The sandwich menu splits roughly 60 / 40 between grilled and deli-style sandwiches, and of the ones tried, the deli-inspired sammies get the nod. A tarragon chicken sandwich ($10) featured a pleasingly fresh, herby flavor that was only marred by the mealy out-of-season tomatoes tucked inside the nine-grain bread. (Hint to restaurateurs: If the tomatoes aren’t up to snuff, just don’t serve them. If they’re looking pink and pathetic, they add no flavor or appeal.) While the reuben ($12), chock full of corned beef and melty cheese, wouldn’t hold up to New York deli standards, the savory rye bread and ample filling made it a satisfying lunch. But the turkey burger’s ($10) bottom was so charred from the grill that it was hard to discern any other flavor, not even from the pepper jack cheese, and while the Asian-style slaw added a nice kick to the black bean burger ($10), the patty was the same Morningstar Farm variety I keep in my freezer.
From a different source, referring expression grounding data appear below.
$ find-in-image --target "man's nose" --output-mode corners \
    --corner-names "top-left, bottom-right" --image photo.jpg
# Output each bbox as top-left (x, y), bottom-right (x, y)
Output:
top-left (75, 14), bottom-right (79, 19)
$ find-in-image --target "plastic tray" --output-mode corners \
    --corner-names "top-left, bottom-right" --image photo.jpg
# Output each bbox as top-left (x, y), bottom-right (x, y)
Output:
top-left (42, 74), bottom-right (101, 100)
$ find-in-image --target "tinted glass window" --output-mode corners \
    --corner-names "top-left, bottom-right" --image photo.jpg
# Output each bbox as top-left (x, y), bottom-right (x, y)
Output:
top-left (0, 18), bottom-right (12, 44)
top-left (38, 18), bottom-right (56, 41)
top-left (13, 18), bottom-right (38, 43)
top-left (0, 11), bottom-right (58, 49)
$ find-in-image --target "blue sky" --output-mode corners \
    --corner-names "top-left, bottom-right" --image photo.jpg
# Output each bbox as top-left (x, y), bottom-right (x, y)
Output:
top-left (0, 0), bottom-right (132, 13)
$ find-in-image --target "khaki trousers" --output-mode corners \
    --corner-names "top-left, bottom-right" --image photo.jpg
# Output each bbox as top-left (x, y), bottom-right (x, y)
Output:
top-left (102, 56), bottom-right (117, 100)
Among the larger entrees, the grilled dishes, while not flops, often fell short of expectations. The clay-oven chicken kabob platter ($13) featured a cumin-laced bite that seemed out of place with the grilled asparagus and (again) tomatoes on the side. Though not off-putting in any way, the chicken didn’t offer any reason to order the dish again. Similarly, the grilled halibut ($19) invoked more mehs than mmms. Again, the aggressive char from the grill overpower the delicate miso glaze, and thick spears of asparagus were too tough to enjoy properly.
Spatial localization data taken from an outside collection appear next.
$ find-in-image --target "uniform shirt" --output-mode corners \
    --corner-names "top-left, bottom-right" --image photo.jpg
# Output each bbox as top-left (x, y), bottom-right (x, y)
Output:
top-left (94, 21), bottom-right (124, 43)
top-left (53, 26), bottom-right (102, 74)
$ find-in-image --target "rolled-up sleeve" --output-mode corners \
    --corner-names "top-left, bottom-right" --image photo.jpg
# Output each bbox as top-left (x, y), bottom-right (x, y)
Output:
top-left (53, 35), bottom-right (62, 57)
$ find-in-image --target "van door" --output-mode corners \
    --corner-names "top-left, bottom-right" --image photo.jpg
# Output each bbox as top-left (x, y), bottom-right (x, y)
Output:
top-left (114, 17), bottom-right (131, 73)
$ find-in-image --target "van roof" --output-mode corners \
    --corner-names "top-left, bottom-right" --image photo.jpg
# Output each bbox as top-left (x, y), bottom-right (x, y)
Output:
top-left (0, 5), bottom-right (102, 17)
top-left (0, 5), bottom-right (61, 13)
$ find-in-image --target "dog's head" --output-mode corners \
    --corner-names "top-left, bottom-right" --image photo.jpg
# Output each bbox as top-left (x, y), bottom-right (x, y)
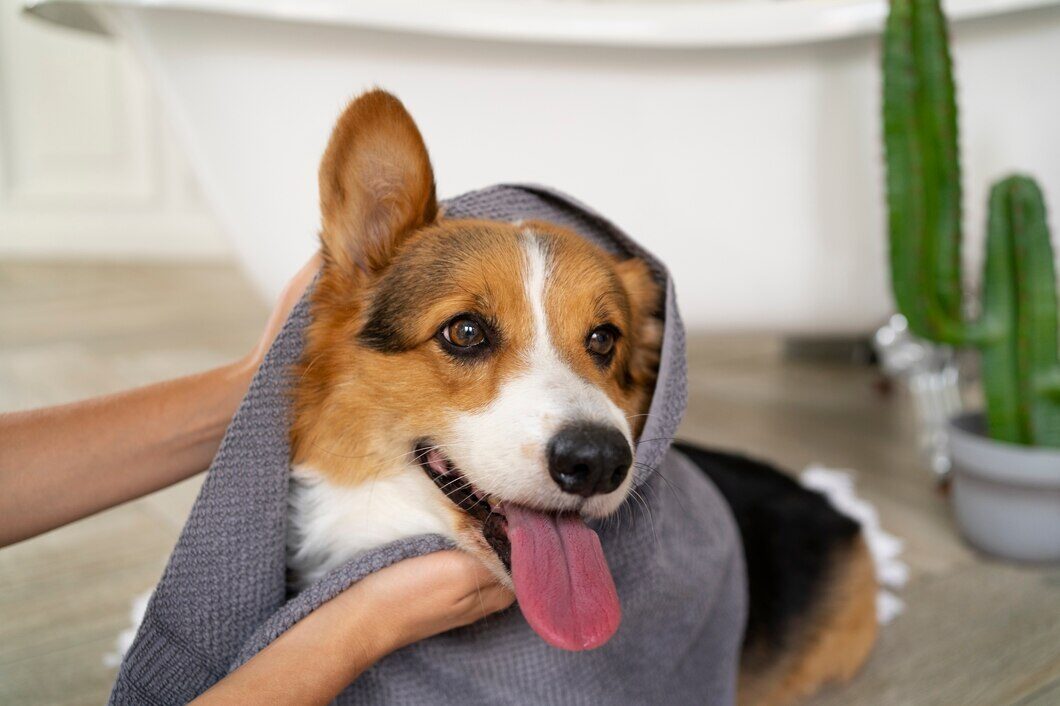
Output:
top-left (292, 90), bottom-right (661, 650)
Thankfully, the grill lent a more gentle touch to the pizza crust, making the Rustica pie ($9) a better choice than many of the heavier dishes, but it’s no Lola or Black Sheep. The real winner of the dinner menu is the shrimp truffle mac and cheese ($11 / half order, $17 / full) — you can’t argue against such a creamy, cheesy, heart-warming bowl of love. Your arteries will tell you to get a half-order, but your tastebuds will demand a full. The truffle oil is evident but doesn’t overtake the richness of the cheddar and Gruyère, and the tender shrimp’s relative lightness make you feel just slightly less guilty than if the dish was all carbs.
While the food doesn’t merit much high praise, the waitstaff deserves applause for being friendly, knowledgeable, and flexible. Requests to be reseated or for more information about the menu are always met with a smile, and the servers know the appropriate times to stop by for a check-in. The restaurant retains much of the hearty lodge-inspired decor of its previous incarnations, making it feel especially cozy as the weather turns colder.
St. Louis Park Woodfire Grill won’t be the restaurant you look toward when you’re looking to impress your foodie in-laws or coastie friends, but it’s a valid choice if you need to feed a sippies-to-seniors crowd with varying culinary preferences. It even has the potential to become more noteworthy if the chefs get a better handle on the power of those grills. But for now, its milk-and-cookies dessert sums up the dining experience well — the food is warm and familiar, but not much better than you could make at home.
St. Louis Park Woodfire Grill
A little bit of everything in St. Louis Park
6501 Wayzata Blvd
St. Louis Park, MN 55426
CHEFS / OWNER: Eric Rudelius-Palmer and Raul Templonuevo / Taher, Inc.